La storia è quella del duplice omicidio di due giovani, Marcello Gigliotti e Francesco Lenti.
 
Due giovani che, appartenenti allo stesso clan guidato da Franco Pino, hanno pagato con la vita la loro audacia e la loro indipendenza nel commettere reati senza l'assenso del capo - clan.
 
Francesco Lenti venne addirittura decapitato e Marcello Gigliotti venne torturato prima di essere ucciso. I loro corpi vennero ritrovati in Sila sepolti dalla neve.
 
Ritrovamento dei corpi di Marcello Gigliotti e Francesco Lenti
 
 
Erano gli anni '80, gli anni della Città Oscura, gli anni dei morti ammazzati e della feroce guerra di mafia fra il boss Franco Pino da una parte e il boss, Franchino Perna, dall'altra, irriducibile, oramai 84enne, e detenuto dal 1995, cioè da ben 30 anni, mai pentitosi.
 
Erano gli anni in cui si sparava per le strade, erano gli anni in cui oltre 50 auto blindate spadroneggiavano nei quartieri, gli anni in cui i blitz, come quello scaturito dal dichiarante Antonio De Rose ( allora non si chiamavano pentiti) del 14 maggio 1986 con 179 mandati di cattura, finivano in una bolla di sapone.
 
Tutti gli imputati vennero scarcerati dopo pochi giorni, i reato di associazione mafiosa non venne riconosciuto e le dichiarazioni di Antonio De Rose vennero annullate perchè valutato insano di mente e quindi inattendibile.
 
Salvo poi, nove anni dopo, poter constatare che le veritiere dichiarazioni del De Rose collimavano con quelle di Franco Pino, dopo essere divenuto collaboratore di giustizia.
 
Addirittura non servì a nulla il fatto che il De Rose fece rinvenire i corpi di due assassinati dai clan dei quali non si sapeva neanche che fossero morti.
 
E nonostante la indubbia solidità delle sue dichiarazioni una Magistratura profondamente corrotta e collusa ne vanificò il sacrificio.
 
Lo stesso De Rose, oggi non più vivente, visse il resto della sua vita nell'inedia e nella povertà, abbandonato da tutti.
 
Erano gli anni nei quali a Cosenza venivano accolti e protetti boss latitanti da Reggio Calabria e Palermo che hanno fatto la storia della criminalità.
 
Erano gli anni dove  vi erano politici che, addirittura, ancora sostenevano che la mafia a Cosenza fosse solo una invenzione di giornalisti mitomani e bugiardi e che i morti ammazzati erano solo guerre fra ragazzi sbandati e di bande di quartiere.
 
Erano gli anni in cui i cosentini adoravano i boss.
 
E lo stesso Franco Pino, in una delle sue tante interviste rilasciate dopo il suo pentimento, afferma:
 
" Per Cosenza ero importantissimo. C'erano pezzi grossi che mi sostenevano. E poi non è che voglio passare per Robin Hood, però quando la mattina davanti alla Boutique dei Fiori (ndr l'attività di copertura del boss e quartiere generale in Via dei Mille) arrivavano 100 persone con 100 problemi diversi e io riuscivo a risolverne 70 - 80, beh, mi ci sentivo.
 
Mi alzavo alle 6 di mattina e alle 6.10 ero già alla Boutique dei Fiori. Passavano tutti. (.... )."
 
"La Città Oscura - Cosenza e il suo racconto criminale" - Falco Editore, 2010
 
" Quando ero in carcere - si legge ancora nell'intervista - e mi aveva fatto arrestare qualcuno, quante lettere mi arrivavano in cui mi dicevano chi mi aveva fatto arrestare o chi aveva avvisato la polizia. Io non sapevo chi fosse questa gente. Me lo mandavano a dire perchè mi volevano bene, non perchè volevano soldi in cambio".

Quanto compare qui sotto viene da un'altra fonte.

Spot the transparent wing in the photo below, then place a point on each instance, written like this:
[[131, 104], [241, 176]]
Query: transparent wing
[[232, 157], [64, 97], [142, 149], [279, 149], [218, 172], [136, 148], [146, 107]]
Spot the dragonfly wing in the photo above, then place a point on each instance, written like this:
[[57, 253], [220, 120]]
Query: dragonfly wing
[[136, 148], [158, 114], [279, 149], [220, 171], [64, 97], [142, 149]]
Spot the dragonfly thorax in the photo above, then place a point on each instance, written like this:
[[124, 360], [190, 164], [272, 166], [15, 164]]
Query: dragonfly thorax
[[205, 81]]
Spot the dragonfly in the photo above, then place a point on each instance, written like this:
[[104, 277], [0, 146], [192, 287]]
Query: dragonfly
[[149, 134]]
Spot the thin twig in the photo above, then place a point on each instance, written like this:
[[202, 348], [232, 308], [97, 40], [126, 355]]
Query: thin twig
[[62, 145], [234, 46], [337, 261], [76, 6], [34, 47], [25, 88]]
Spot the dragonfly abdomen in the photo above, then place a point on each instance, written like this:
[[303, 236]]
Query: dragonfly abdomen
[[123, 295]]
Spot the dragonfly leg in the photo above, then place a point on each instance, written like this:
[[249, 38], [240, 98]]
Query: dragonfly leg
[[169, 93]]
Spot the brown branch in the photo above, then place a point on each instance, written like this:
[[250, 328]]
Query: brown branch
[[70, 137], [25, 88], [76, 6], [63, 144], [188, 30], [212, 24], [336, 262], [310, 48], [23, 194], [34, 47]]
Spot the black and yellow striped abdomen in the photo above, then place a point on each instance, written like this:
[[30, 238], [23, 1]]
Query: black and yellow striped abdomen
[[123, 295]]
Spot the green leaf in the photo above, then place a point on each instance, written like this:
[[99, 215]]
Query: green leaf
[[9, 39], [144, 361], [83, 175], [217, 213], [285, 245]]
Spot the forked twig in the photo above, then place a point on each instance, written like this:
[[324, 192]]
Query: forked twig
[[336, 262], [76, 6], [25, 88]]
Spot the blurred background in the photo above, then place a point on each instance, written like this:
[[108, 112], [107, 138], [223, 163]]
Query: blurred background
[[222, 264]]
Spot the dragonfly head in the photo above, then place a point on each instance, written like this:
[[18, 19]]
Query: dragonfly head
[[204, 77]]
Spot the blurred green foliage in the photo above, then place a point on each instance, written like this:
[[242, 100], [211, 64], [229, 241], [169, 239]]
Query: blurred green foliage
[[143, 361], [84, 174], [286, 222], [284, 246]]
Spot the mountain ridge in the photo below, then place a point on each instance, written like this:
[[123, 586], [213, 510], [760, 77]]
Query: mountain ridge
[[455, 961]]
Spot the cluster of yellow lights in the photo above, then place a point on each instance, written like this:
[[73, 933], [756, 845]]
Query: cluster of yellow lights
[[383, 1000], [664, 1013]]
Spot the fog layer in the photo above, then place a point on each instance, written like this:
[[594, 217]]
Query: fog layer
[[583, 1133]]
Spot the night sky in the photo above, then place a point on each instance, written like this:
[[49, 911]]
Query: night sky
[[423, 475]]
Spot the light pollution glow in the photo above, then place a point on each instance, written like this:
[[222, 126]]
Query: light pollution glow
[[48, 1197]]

( Da "La Città Oscura - Cosenza e il suo racconto criminale" Edizione Falco - II* Edizione anno 2010 di Gianfranco Bonofiglio ).
 
Chi scrive da studioso del fenomeno criminale sin dal lontanissimo 1983, anno in cui da studente universitario sosteneva ben due esami presso la facoltà di Scienze Economiche e Sociali dell'UniCal con il Prof. Pino Arlacchi, sulla evoluzione della criminalità e sulla sua trasformazione in "mafia Imprenditrice", negli anni 80 e '90 ha redatto centinaia di articoli e anche qualche libro sulla storia criminale cosentina di quegli anni.
 
Il Prof. Pino Arlacchi con i giornalisti Michele Cucuzza e Gianfranco Bonofiglio in un convegno su "La Mafia Imprenditrice"
 
 
Ma uno studio che non si ferma solo alla cronaca dei fatti ma si sofferma sull'humus culturale e sociale di una cittadina del Mezzogiorno che, nonostante la presenza di politici di rilevanza nazionale e di una storia di intellettuali di prestigio, è intrisa capillarmente di quella cultura dell'illegalità e della divinizzazione del criminale, quale uomo vincente, da stimare e ammirare.
 
E nessuno come Franco Pino ha saputo attirare su se stesso quel sentimento popolare del boss al quale rivolgersi per risolvere qualsiasi problema personale.
 
Dal recupero dell'auto rubata, dalla restituzione di quanto rubato nel furto del proprio appartamento, dalla mediazione per ottenere uno sconto sulla richiesta di una tangente, dall'ottenere un prestito ad usura magari con un tasso più accettabile, dall'assunzione al Comune o in qualche cooperativa e così via.
 
Un vero "padrone della città", un vero "Sindaco" che riporta alla memoria i famosi "Sindaci" del rione "Sanità" di Napoli dipinti magistralmente in Teatro dal grande Peppino De Filippo.
 
Ed è in questa ottica che ancora per taluni perdura, nonostante dal passaggio di Franco Pino dalla criminalità allo Stato  siano trascorsi ben 30 anni, il mito del boss dagli occhi di ghiacco.
 
Infatti la notizia dell'arresto dell'ex boss ha fatto centro e per come cantava il grande Fabrizio De Andrè nella sua meravigliosa "Bocca di Rosa", "una notizia un po' originale non ha bisogno di alcun giornale. Come una freccia dall'arco scocca. Vola veloce di bocca in bocca".
 
Ma per ben inquadrare sia il periodo storico di quegli anni e sia il ruolo effettivo che Franco Pino esercitò da capo indiscusso è interessante leggere un libro nei quali sono riportati gli atti in cui lo stesso Franco Pino parla in prima persona raccontando minuziosamente la sua storia.
 
Il libro è stato scritto da Pino Nicotri, giornalista di lungo corso, corrispondente dal Veneto del quotidiano "La Repubblica", tra i fondatori de "Il Mattino di Padova" e de "La Tribuna di Treviso" e per ben 35 anni giornalista de "L'Espresso", oltre ad essere l'autore di numerosi libri - inchiesta.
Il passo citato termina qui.